文趣网 > 都市小说 > 狐郎食鱼记 > 40. 第 40 章
    大军沉默地转了个方向,往来时的方向走。

    既然答应了和离,苏瑾便从了洛乔的心愿,趁还未走远,直接将她送回宛城。

    此处在宛城与齐国南境的边界,西为郑国,北为燕国,离宛城有一百五十里,离南台则只有一百里。

    齐军纪律严明,没有人好奇为什么忽然要返回。

    这支两千人的队伍走在蜿蜒曲折的山路间,不时注意着头顶两侧的山崖,此处山壁陡峭,实在是个适合偷袭的地点。

    车厢内,苏瑾和洛乔俱沉默着。

    也无甚好说的了,两人只待回到宛城,签下和离书,从此便再无瓜葛。

    洛乔得偿所愿,心里却丝毫不觉得解脱。

    相反,她的心在苏瑾说出那句同意离婚之后,直直地坠了下去。

    世界忽然变得空空荡荡的,好似整个人都被抽空了。

    洛乔不再哭泣,只茫然地盯着自己眼前不断晃动的车厢。

    苏瑾答应两人和离了。

    这不是她一直以来想要的吗,她自由了,可以回宛城了,再也不用待在那个陌生的国家、陌生的城池。

    再也不会见到身旁的这个人。

    这不都是她想要的吗?

    山风又刮了进来,洛乔脸上残存的泪痕被吹得发凉,她轻轻打了个哆嗦。

    一块手帕被递了过来:“擦擦吧。
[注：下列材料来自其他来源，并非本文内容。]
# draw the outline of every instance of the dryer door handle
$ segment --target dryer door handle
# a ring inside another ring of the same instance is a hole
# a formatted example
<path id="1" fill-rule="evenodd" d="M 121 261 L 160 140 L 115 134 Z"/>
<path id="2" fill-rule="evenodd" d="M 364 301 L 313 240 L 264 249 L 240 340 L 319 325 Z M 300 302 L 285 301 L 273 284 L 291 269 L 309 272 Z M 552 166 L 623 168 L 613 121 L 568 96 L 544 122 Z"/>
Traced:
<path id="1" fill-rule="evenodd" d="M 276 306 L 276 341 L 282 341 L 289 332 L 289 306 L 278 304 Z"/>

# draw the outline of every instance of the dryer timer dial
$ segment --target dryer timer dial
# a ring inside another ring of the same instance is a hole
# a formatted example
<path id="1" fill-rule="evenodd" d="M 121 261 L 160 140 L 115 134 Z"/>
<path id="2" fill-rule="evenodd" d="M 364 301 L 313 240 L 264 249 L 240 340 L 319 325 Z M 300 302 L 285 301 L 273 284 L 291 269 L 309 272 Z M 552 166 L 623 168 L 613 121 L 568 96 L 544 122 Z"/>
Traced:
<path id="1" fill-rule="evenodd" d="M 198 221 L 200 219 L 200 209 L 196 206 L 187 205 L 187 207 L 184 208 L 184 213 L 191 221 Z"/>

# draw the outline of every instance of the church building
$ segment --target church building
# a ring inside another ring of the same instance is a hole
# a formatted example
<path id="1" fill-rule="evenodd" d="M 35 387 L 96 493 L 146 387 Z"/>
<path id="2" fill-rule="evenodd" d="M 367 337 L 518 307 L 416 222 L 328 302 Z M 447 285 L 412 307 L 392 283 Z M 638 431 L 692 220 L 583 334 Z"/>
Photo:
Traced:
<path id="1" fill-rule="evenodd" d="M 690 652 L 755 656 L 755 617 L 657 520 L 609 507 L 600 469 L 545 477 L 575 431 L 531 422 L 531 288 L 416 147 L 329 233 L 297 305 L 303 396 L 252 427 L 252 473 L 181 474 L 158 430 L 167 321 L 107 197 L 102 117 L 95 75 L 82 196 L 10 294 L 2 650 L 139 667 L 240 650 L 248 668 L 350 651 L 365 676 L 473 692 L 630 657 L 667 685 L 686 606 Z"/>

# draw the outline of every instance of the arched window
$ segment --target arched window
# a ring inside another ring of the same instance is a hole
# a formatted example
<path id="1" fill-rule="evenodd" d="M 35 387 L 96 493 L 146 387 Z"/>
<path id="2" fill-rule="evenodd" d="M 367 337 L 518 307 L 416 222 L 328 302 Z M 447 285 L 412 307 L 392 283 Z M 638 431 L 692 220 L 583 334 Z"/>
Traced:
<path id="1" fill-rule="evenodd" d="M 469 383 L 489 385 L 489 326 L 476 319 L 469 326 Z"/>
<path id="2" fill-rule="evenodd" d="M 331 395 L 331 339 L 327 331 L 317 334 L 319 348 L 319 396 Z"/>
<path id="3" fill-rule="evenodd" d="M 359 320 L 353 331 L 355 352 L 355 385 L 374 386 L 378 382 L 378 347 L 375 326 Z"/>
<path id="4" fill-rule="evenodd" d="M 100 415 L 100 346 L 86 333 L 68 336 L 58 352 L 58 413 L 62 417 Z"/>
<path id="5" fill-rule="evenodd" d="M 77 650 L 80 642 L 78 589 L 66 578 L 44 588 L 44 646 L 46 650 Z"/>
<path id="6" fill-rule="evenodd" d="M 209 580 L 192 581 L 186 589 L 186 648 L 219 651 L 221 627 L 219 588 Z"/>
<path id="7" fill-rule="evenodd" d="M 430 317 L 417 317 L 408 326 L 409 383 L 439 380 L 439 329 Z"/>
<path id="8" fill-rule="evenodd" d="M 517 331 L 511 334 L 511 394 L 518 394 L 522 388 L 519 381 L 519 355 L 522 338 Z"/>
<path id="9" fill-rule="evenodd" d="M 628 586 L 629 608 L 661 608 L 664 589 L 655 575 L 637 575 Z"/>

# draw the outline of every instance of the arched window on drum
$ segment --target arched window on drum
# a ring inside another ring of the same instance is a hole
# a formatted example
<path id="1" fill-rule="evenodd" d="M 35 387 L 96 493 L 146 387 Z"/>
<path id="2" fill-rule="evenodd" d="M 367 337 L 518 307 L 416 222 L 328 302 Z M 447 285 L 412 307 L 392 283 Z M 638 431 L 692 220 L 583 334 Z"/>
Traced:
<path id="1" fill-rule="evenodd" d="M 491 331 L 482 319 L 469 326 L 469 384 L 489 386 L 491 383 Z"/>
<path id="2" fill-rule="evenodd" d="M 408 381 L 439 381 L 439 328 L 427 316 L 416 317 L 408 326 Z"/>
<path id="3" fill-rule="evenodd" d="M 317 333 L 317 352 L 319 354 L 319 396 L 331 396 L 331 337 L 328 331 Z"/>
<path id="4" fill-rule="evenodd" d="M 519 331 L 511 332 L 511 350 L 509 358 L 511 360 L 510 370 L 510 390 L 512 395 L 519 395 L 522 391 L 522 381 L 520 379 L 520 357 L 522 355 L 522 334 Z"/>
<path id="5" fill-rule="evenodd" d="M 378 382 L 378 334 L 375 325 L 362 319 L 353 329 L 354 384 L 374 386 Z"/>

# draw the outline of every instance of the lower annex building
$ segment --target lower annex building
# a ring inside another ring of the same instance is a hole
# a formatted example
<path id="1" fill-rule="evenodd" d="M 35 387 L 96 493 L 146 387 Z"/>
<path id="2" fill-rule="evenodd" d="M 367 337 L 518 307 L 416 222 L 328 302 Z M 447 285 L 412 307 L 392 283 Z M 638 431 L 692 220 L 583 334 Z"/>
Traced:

”

    苏瑾语气平淡,面无表情。

    洛乔看着那帕子,眼中一热,这是那天去海边时,苏瑾给她擦手用的那块,他竟然还留着。

    她缓缓接过帕子,迟钝地擦去脸上的泪痕。

    苏瑾手中一空,他几不可见地松了一口气。

    两人又是沉默。

    擦干净泪痕后,洛乔攥着这块脏了的帕子,不知道要不要还给苏瑾。

    她尚在犹豫,苏瑾却主动向她伸手,只眼睛不看她,直视着前方。

    洛乔赶忙将帕子放上去。

    只见苏瑾利落地收回手,将帕子随意塞进自己袖中。

    洛乔后知后觉地因他这番动作感到些甜蜜,即便答应了和离,他也还是关心自己。

    苏瑾却有些烦躁,他本不该再理洛乔,甚至都不该和她乘同一辆马车。

    刚刚是他一时鬼迷心窍了。

    苏瑾抬手掀开车帘,动作稍显急躁。

    他的视线看向窗外,风顺着车窗灌进来,吹的两人身上的衣袍哗哗作响。

    不对劲。

    山风为何忽然如此猛烈?

    苏瑾轻皱眉头,他抬眼看向头顶山崖之间的那一线天色。

    已然乌云密布,想来是要下大雨了。

    他又看向四周地势。

    不好,此处山势陡峭,若是大雨,极易发山洪。

    外间的齐军都意识到了这点,不由自主地加快了行进的速度,脚步声稍显杂乱。

    苏瑾眉头皱得更紧,刚想唤人传话让士卒们重新整兵。

    一只利箭“嗖——”地从斜上方射下来,力道大到那闪着暗光的箭簇直接插入车厢中。

    “轰隆——”

    天际骤然响起一声雷鸣。

    苏瑾迅速躲开,同时将洛乔紧紧抱入怀中。

    外面顿时乱了起来。

    “有埋伏——”

    “保护都督——”

    “在上面——他们在上面——”

    森然箭雨以电闪雷鸣为背景,遮天蔽日地射下来。

    车厢内的洛乔不断听到周围传来被射中的惨叫声,她躲在苏瑾的怀中瑟瑟发抖。

    这是怎么了?怎么突然又被偷袭了?

    苏瑾面色冷峻,他仔细倾听着外间传来的声音,敏锐地发现这次偷袭和以往都不一样。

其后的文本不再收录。